Personality disorder is a broad term used to describe a variety of psychological manifestations that affect thinking patterns and behavior toward others. Symptoms of a personality disorder can be mild or severe, and may appear in many different forms. Understanding some of the common symptoms of a personality disorder may help identify the condition and allow a person to seek out professional help.
Generally, symptoms of a personality disorder tend to affect both self-image and interpersonal relationships. Psychologists break the myriad varieties of personality disorder into three groups or “clusters,” known as A,B, and C. Patients with an A cluster disorder tend to have unusual or eccentric behavioral symptoms. B cluster patients are characterized by symptoms that appear as overly emotional or dramatic actions. Anxiety and fear are typical symptoms of a personality disorder in cluster C.
As there is such a wide range of possible disorders, identifying the symptoms may be somewhat difficult. Some people with personality disorders may have continual trouble with trusting others, to the point of extreme paranoia that can lead them to angry or violent outbursts with little or no provocation. Others may have a long history of dramatic personal relationships, self-destructive behavior, and codependency. Obsessive-compulsive behavior, traumatic fear of speaking in public, or severe lack of self-confidence can all be symptoms of a personality disorder.
Perception problems are common symptoms of a personality. How a person with a personality disorder views and interprets the world may not be realistic or logical. Some patients may have an exaggerated or greatly reduced sense of personal worth. Common perception issues also include an inability to pick up social cues or fit into group behavior.

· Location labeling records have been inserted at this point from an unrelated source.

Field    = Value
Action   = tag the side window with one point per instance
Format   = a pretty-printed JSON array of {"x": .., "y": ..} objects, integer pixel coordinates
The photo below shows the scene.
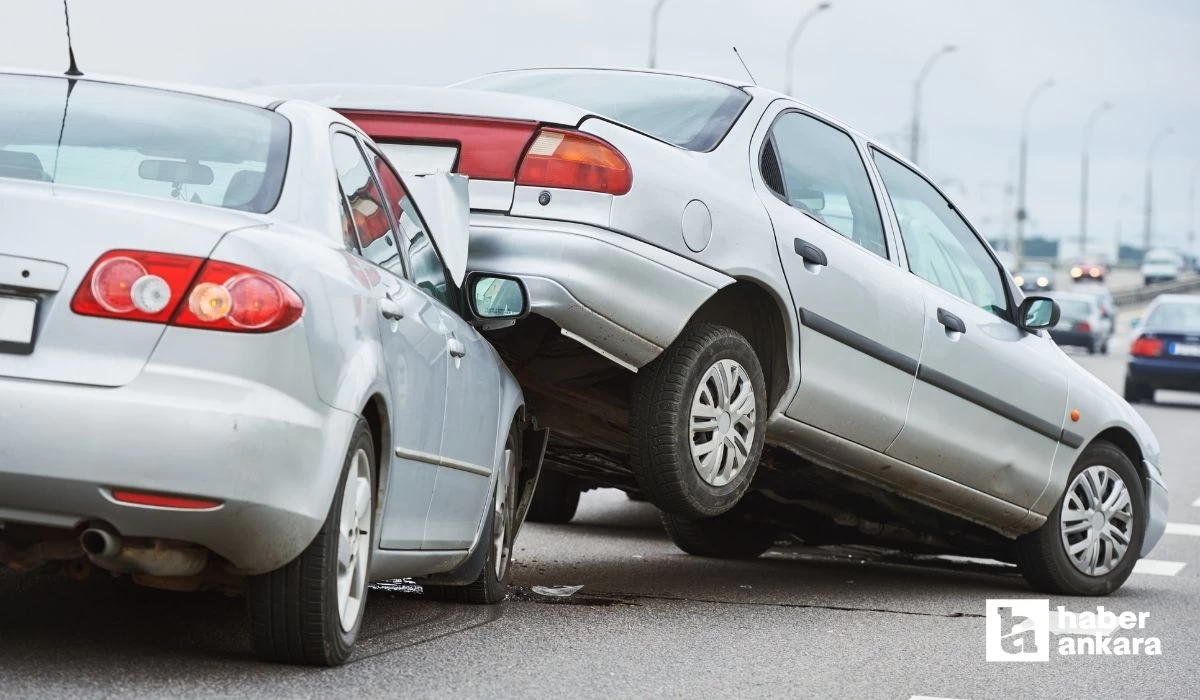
[
  {"x": 366, "y": 207},
  {"x": 823, "y": 177},
  {"x": 429, "y": 271},
  {"x": 941, "y": 246}
]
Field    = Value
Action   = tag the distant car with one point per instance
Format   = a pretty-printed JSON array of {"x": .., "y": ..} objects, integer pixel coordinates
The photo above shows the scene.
[
  {"x": 235, "y": 353},
  {"x": 1035, "y": 277},
  {"x": 1089, "y": 269},
  {"x": 1165, "y": 353},
  {"x": 1161, "y": 265},
  {"x": 1081, "y": 323}
]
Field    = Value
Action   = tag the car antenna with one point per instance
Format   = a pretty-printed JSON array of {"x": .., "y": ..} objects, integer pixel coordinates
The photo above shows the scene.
[
  {"x": 72, "y": 69},
  {"x": 735, "y": 53}
]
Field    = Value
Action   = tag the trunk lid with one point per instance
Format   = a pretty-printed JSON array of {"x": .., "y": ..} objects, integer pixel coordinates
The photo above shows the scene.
[{"x": 49, "y": 238}]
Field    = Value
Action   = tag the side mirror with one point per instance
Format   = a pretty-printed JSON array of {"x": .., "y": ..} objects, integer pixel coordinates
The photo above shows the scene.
[
  {"x": 1038, "y": 312},
  {"x": 496, "y": 300}
]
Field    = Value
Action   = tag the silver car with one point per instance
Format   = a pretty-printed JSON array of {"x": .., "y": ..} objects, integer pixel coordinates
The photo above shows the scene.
[
  {"x": 767, "y": 322},
  {"x": 234, "y": 353}
]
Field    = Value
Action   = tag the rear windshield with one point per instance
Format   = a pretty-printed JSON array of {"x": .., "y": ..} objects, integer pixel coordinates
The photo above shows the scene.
[
  {"x": 1175, "y": 316},
  {"x": 142, "y": 141},
  {"x": 690, "y": 113}
]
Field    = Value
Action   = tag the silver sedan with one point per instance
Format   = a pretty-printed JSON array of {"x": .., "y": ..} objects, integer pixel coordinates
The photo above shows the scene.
[
  {"x": 766, "y": 322},
  {"x": 235, "y": 352}
]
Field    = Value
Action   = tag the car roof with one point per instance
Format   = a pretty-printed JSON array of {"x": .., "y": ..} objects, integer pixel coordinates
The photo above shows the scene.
[{"x": 239, "y": 96}]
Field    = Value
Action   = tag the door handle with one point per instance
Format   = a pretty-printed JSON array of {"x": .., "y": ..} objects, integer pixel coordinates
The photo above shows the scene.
[
  {"x": 811, "y": 253},
  {"x": 390, "y": 310},
  {"x": 951, "y": 321}
]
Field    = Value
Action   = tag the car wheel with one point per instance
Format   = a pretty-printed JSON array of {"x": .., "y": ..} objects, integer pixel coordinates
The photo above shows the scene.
[
  {"x": 1138, "y": 393},
  {"x": 499, "y": 531},
  {"x": 697, "y": 423},
  {"x": 310, "y": 611},
  {"x": 1092, "y": 539},
  {"x": 555, "y": 500},
  {"x": 725, "y": 537}
]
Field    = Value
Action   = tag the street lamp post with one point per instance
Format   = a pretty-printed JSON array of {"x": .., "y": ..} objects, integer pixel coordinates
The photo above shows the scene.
[
  {"x": 654, "y": 31},
  {"x": 1023, "y": 171},
  {"x": 1083, "y": 174},
  {"x": 915, "y": 144},
  {"x": 1150, "y": 185},
  {"x": 790, "y": 54}
]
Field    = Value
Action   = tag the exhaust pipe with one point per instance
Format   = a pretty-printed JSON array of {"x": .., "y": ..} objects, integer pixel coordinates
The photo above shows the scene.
[
  {"x": 100, "y": 543},
  {"x": 157, "y": 557}
]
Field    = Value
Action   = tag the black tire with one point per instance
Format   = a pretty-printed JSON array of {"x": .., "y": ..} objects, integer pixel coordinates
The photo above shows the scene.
[
  {"x": 492, "y": 584},
  {"x": 1138, "y": 393},
  {"x": 660, "y": 429},
  {"x": 725, "y": 537},
  {"x": 1042, "y": 555},
  {"x": 556, "y": 500},
  {"x": 294, "y": 610}
]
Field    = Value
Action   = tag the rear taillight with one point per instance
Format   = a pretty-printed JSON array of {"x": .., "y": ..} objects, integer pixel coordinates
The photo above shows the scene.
[
  {"x": 185, "y": 291},
  {"x": 1146, "y": 347},
  {"x": 575, "y": 161},
  {"x": 228, "y": 297},
  {"x": 136, "y": 286}
]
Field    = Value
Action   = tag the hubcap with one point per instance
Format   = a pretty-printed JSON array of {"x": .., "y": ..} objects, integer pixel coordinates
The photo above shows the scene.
[
  {"x": 505, "y": 496},
  {"x": 354, "y": 540},
  {"x": 1097, "y": 520},
  {"x": 723, "y": 423}
]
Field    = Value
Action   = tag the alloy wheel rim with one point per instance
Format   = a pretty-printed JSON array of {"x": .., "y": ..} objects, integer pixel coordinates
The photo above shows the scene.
[
  {"x": 723, "y": 423},
  {"x": 354, "y": 540},
  {"x": 1097, "y": 520},
  {"x": 502, "y": 546}
]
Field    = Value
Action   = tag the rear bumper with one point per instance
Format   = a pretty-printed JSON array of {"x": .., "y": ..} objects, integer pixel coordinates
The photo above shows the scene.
[
  {"x": 622, "y": 297},
  {"x": 1165, "y": 374},
  {"x": 1156, "y": 497},
  {"x": 268, "y": 458}
]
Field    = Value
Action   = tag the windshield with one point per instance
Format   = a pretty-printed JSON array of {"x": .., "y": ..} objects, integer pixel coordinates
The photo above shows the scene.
[
  {"x": 690, "y": 113},
  {"x": 142, "y": 141},
  {"x": 1175, "y": 316}
]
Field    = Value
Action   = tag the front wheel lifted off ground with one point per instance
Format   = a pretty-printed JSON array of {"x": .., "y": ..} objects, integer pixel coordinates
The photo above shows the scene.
[
  {"x": 310, "y": 611},
  {"x": 697, "y": 422}
]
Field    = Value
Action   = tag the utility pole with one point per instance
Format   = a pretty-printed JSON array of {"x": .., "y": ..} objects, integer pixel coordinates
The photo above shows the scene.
[
  {"x": 915, "y": 142},
  {"x": 1023, "y": 171},
  {"x": 790, "y": 54}
]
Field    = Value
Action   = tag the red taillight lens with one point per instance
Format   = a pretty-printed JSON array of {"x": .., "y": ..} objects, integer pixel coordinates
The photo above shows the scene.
[
  {"x": 228, "y": 297},
  {"x": 135, "y": 285},
  {"x": 1146, "y": 347},
  {"x": 185, "y": 291},
  {"x": 575, "y": 161}
]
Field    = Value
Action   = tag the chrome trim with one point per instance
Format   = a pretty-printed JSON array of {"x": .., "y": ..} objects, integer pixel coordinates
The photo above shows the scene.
[{"x": 443, "y": 461}]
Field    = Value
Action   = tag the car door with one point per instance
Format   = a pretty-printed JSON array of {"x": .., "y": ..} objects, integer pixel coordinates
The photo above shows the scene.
[
  {"x": 414, "y": 346},
  {"x": 467, "y": 447},
  {"x": 990, "y": 400},
  {"x": 861, "y": 316}
]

When considering the wide range of symptoms, it may be too easy to conclude that just about everyone in the world is suffering from a personality disorder. Although all people have quirks and the occasional unusual behavioral pattern, what distinguishes a personality disorder from normal behavior are patterns and duration of symptoms and the negative effects on a person's life. Shyness, for instance, can stop many people from being assertive in some situations, but an extreme and pervasive shyness might stop a person with a personality disorder from leaving his or her house, going to school, or attending job interviews.

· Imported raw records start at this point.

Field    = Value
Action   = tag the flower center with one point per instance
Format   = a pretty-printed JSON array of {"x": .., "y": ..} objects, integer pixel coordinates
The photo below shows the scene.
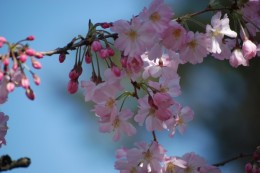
[
  {"x": 116, "y": 123},
  {"x": 132, "y": 35},
  {"x": 170, "y": 168},
  {"x": 155, "y": 17},
  {"x": 110, "y": 103},
  {"x": 192, "y": 44},
  {"x": 176, "y": 33}
]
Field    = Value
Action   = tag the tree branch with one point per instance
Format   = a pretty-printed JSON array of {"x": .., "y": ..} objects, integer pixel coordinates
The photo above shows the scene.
[
  {"x": 6, "y": 163},
  {"x": 73, "y": 46},
  {"x": 239, "y": 156}
]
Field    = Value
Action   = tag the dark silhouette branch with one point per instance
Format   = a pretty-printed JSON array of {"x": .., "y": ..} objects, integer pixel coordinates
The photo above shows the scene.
[
  {"x": 6, "y": 163},
  {"x": 73, "y": 46},
  {"x": 239, "y": 156}
]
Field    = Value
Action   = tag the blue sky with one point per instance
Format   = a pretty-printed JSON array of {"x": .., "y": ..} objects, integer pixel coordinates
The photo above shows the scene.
[{"x": 57, "y": 130}]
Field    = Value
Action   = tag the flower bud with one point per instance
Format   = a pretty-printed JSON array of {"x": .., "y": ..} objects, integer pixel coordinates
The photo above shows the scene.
[
  {"x": 25, "y": 83},
  {"x": 23, "y": 58},
  {"x": 88, "y": 58},
  {"x": 36, "y": 64},
  {"x": 116, "y": 71},
  {"x": 103, "y": 53},
  {"x": 30, "y": 52},
  {"x": 106, "y": 25},
  {"x": 30, "y": 38},
  {"x": 249, "y": 49},
  {"x": 96, "y": 46},
  {"x": 30, "y": 94},
  {"x": 10, "y": 86},
  {"x": 36, "y": 79},
  {"x": 62, "y": 57},
  {"x": 38, "y": 55},
  {"x": 73, "y": 86}
]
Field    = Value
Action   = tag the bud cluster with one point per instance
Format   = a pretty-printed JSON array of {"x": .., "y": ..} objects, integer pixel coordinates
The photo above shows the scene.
[{"x": 13, "y": 65}]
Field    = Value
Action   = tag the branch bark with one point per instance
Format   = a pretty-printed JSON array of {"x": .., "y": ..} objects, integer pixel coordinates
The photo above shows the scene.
[{"x": 6, "y": 163}]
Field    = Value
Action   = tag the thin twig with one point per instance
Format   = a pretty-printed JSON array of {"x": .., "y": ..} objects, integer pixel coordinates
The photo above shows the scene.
[{"x": 6, "y": 163}]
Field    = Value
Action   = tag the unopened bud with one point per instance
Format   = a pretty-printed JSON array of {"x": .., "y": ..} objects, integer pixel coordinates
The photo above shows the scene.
[
  {"x": 36, "y": 64},
  {"x": 106, "y": 25},
  {"x": 62, "y": 57},
  {"x": 30, "y": 38},
  {"x": 30, "y": 52},
  {"x": 36, "y": 79},
  {"x": 23, "y": 58},
  {"x": 10, "y": 86},
  {"x": 96, "y": 46},
  {"x": 73, "y": 86},
  {"x": 30, "y": 94}
]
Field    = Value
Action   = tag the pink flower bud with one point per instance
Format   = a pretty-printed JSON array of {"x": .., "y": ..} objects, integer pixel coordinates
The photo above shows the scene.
[
  {"x": 72, "y": 86},
  {"x": 10, "y": 86},
  {"x": 124, "y": 62},
  {"x": 38, "y": 55},
  {"x": 96, "y": 46},
  {"x": 111, "y": 52},
  {"x": 2, "y": 41},
  {"x": 36, "y": 64},
  {"x": 23, "y": 58},
  {"x": 249, "y": 49},
  {"x": 103, "y": 53},
  {"x": 30, "y": 38},
  {"x": 25, "y": 83},
  {"x": 1, "y": 75},
  {"x": 248, "y": 168},
  {"x": 30, "y": 94},
  {"x": 30, "y": 52},
  {"x": 5, "y": 60},
  {"x": 116, "y": 70},
  {"x": 106, "y": 25},
  {"x": 62, "y": 57},
  {"x": 88, "y": 59},
  {"x": 36, "y": 79},
  {"x": 237, "y": 59}
]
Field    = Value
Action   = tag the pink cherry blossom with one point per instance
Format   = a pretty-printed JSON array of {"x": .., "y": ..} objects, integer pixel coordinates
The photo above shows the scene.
[
  {"x": 96, "y": 46},
  {"x": 3, "y": 128},
  {"x": 2, "y": 41},
  {"x": 118, "y": 123},
  {"x": 154, "y": 111},
  {"x": 174, "y": 36},
  {"x": 145, "y": 158},
  {"x": 133, "y": 37},
  {"x": 249, "y": 49},
  {"x": 216, "y": 31},
  {"x": 237, "y": 58},
  {"x": 194, "y": 49},
  {"x": 226, "y": 47},
  {"x": 157, "y": 16}
]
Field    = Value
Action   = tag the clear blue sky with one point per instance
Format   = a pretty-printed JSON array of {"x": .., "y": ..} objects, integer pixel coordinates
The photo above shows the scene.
[{"x": 57, "y": 131}]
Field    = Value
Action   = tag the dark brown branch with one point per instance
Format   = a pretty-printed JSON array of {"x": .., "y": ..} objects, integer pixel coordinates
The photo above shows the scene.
[
  {"x": 73, "y": 46},
  {"x": 239, "y": 156},
  {"x": 6, "y": 163}
]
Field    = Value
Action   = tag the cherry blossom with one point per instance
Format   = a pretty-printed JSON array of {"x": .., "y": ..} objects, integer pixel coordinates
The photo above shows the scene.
[
  {"x": 133, "y": 37},
  {"x": 3, "y": 128},
  {"x": 217, "y": 30}
]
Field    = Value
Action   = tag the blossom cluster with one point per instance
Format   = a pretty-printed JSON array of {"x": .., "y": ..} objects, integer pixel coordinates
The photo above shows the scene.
[
  {"x": 142, "y": 68},
  {"x": 13, "y": 66},
  {"x": 3, "y": 128},
  {"x": 152, "y": 45}
]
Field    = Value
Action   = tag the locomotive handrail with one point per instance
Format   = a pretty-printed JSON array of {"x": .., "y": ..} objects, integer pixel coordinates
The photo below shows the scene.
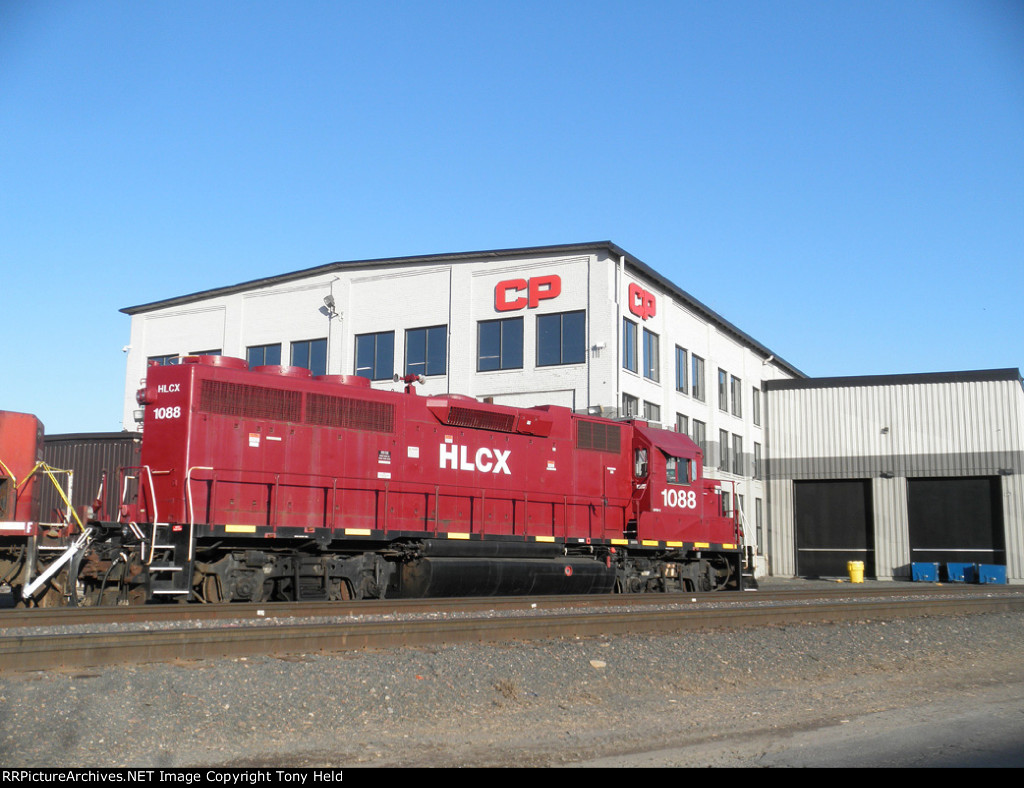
[
  {"x": 192, "y": 506},
  {"x": 153, "y": 498},
  {"x": 357, "y": 483}
]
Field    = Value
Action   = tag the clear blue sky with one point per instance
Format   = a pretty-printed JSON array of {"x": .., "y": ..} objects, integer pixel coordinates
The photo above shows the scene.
[{"x": 844, "y": 180}]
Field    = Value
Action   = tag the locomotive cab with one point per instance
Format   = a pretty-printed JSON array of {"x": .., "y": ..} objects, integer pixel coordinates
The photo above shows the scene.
[
  {"x": 686, "y": 540},
  {"x": 667, "y": 468}
]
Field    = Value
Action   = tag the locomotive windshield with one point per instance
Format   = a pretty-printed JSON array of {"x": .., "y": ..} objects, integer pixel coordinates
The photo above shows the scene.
[{"x": 678, "y": 470}]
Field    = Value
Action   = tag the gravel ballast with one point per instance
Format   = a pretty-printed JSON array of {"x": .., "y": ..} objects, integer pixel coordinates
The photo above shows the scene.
[{"x": 529, "y": 703}]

Symptoms of a personality disorder may not always be extreme, but even mild symptoms can be a sign of self-destructive thinking patterns. Without external symptoms, the condition is extremely difficult to diagnosis, and may take considerable therapy simply to understand. Treatment for personality disorder is often through long-term therapy, though medication may also be used. Many people with personality disorders can learn to manage symptoms and maintain a stable existence through recognizing and refuting ingrained self-destructive behavioral patterns, but this may be a life-long task.